Whether patellar taping should be first-line treatment for PFP is unclear.30 Patellar taping was not used because a previous healthcare practitioner had already used it without benefit to the subject. In addition, patellar taping could reinforce the subject's beliefs on a pathoanatomical source of pain, such as an abnormal patellar tracking, and consequently result in more kinesiophobia.
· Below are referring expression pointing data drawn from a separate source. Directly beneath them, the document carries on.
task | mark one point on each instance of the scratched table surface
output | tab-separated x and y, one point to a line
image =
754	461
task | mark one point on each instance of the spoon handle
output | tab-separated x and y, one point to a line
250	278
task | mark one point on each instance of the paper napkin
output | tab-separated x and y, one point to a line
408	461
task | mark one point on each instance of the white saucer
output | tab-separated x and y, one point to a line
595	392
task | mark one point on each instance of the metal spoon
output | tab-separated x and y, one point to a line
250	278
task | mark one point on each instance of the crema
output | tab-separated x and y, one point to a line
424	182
The subject tolerated the DN intervention to the hip region very well with no side effects reported following treatment. She reported a hypoalgesic effect following the DN intervention and only complained of minimal muscle soreness that lasted approximately two hours following treatment at the area of needle penetration. The use of DN demonstrated positive outcomes for reducing pain associated with lower quarter TrPs in the short-term.41 Immediate pain relief should be a priority to gain patient trust, facilitate active engagement, and optimize outcomes.2
There are a number of limitations associated with this case report. A number of pathologies may cause posterolateral hip pain worsened with prolonged standing and sitting and should be considered in the clinician's differential diagnosis. This case report uses only a single subject, as is typical of a case report. This is an inherent limitation offering only results that relate to this single subject that cannot be generalized to larger populations. The same physiotherapists who performed the initial evaluation also performed the treatments and completed the final evaluation. In future studies, using a different and potentially blinded evaluator could minimize potential bias.
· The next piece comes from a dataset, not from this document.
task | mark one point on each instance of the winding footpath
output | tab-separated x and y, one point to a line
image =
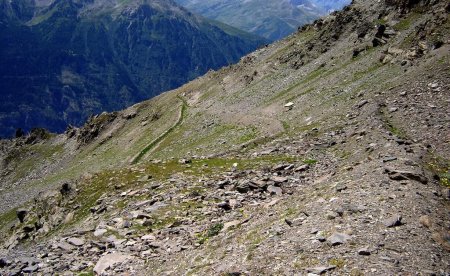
153	145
As there is a lack of evidence describing the rehabilitation of psychological factors in subjects with PFP, as well as relationships with pain and physical function, additional systematic research is needed to determine the exact contribution of a painful loaded exercise program to the overall treatment approach provided to this population. The findings from this case report may be used to benefit clinicians with similar subject presentations and drive future research into the use of these interventions based upon neurophysiology models of pain and pain education in the treatment of PFP.
CONCLUSION
This case report describes the history, assessment and treatment of a runner with PFP who demonstrated clinically meaningful improvements in pain, kinesiophobia, and function following a 21-week multimodal rehabilitation program. This program was based upon the neurophysiology of pain rather than the tissue pathology model. Treatment focused on education and loading the tissues over many weeks through a graded program of loaded exercises and running retraining.